Since everything about Brexit is double-edged, it seems ironic this play sold out at the Edinburgh Fringe, but also received a lot of 2-star reviews. It's an excellent idea — to position a new post-May prime minister challenged with managing an unresolved withdrawal from the EU — but harder to wring satisfactory comedy out of it.

It’s 2020, and incoming PM Adam Masters, played with shambling indecision and ingrained fear of the press by Timothy Bentinck, is torn between rival wings of his party. He appoints as Brexit Secretary a pro-Brussels female MP with the stamp of an Anna Soubry, played as a ruthless Snapchatting harpy by Pippa Evans. However, as Trade minister a staunch Brexiteer, spendidly realised by Thom Tuck as an oleaginous Michael Gove type who must need hosing down with a degreasing agent after every performance.

It’s a game setup, but some impeded agility on the tight stage, and some characters not quite being crisp enough with the lines makes it feel intermittently underpowered and static. It’s also slightly oddly cast with excellent comedians Pippa Evans and Lucy Montgomery playing senior politicians twenty years before they’d realistically achieve such promotion.

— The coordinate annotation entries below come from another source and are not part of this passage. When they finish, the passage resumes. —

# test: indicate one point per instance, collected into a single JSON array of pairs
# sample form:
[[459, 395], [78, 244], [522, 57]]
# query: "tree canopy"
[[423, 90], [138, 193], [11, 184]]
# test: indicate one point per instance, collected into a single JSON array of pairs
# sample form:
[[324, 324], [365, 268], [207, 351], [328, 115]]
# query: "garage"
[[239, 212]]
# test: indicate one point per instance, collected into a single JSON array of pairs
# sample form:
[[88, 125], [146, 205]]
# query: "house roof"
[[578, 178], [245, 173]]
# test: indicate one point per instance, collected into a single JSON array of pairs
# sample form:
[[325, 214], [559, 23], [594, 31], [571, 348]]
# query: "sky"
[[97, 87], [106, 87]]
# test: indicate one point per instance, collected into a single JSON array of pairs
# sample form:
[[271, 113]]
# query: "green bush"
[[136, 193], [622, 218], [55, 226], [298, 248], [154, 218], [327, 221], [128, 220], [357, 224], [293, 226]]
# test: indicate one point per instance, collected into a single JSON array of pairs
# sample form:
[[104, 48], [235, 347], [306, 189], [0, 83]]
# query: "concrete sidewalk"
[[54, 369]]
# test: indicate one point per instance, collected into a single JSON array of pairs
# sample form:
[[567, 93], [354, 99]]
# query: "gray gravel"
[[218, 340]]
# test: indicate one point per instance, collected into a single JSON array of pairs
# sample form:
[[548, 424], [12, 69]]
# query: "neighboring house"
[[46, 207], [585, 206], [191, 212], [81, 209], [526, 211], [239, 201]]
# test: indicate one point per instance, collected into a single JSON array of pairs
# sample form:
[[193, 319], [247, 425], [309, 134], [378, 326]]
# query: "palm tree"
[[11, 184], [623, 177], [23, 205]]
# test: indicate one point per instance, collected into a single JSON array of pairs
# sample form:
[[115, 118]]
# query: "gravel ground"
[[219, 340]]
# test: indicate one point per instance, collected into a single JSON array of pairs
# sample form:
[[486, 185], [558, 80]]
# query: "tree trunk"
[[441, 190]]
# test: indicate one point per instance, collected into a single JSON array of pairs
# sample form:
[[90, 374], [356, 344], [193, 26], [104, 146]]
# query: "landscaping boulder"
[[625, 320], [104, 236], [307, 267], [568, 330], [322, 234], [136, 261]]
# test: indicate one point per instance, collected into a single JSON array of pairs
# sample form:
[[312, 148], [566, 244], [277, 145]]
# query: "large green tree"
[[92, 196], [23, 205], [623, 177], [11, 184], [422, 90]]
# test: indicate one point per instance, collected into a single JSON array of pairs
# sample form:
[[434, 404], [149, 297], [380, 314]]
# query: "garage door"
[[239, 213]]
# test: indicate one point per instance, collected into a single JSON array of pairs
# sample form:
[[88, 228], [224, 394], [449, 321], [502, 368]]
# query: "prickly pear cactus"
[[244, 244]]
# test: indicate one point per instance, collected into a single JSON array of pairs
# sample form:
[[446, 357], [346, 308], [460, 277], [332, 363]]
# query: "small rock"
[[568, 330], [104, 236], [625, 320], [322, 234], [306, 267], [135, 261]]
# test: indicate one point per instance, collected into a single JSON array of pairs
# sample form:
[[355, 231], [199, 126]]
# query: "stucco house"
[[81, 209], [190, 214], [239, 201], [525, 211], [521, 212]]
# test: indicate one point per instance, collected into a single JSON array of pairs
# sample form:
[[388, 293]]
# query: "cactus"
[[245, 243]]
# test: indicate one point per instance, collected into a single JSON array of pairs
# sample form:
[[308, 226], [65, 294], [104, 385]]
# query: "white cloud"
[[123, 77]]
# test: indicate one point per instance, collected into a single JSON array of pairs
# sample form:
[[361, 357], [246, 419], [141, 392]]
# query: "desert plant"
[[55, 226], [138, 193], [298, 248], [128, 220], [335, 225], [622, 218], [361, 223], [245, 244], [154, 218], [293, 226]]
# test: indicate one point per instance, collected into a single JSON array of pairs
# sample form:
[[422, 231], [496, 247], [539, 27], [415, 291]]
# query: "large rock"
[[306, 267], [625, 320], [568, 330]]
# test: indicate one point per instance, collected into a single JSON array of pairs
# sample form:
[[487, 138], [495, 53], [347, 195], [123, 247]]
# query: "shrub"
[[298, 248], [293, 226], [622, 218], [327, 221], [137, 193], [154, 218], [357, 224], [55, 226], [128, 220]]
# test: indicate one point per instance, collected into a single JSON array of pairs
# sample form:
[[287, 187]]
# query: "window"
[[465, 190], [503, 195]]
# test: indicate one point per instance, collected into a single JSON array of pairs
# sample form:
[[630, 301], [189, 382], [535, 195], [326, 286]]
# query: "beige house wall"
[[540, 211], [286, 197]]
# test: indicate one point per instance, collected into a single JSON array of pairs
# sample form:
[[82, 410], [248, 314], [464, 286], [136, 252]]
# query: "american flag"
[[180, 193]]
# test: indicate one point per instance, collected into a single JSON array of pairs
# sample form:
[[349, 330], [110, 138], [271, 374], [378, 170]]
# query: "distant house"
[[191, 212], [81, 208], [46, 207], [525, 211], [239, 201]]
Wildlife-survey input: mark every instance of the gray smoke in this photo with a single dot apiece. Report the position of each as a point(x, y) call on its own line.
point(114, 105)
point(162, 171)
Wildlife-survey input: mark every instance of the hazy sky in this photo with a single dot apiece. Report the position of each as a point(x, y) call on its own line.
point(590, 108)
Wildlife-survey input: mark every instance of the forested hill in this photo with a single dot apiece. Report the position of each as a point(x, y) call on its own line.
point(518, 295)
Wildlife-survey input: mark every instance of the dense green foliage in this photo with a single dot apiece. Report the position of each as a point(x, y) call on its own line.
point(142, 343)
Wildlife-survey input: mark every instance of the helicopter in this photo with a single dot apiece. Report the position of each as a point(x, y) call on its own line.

Although there are decent laugh-out-loud jokes which please both sides, it’s all a bit Radio 4 Friday night comedy podcast. It misses the glorious balancing act of Yes, Minister or — despite Paul Connell’s convincing turn as the PM’s despairing political advisor — the energising filthy invective of Malcolm Tucker from The Thick of It.

Still, unlike Brexit itself, it’s all over in 75 minutes.

Brexit, King’s Head Theatre, Upper Street Islington, N1. Tickets £19.50, until 17 November 2018.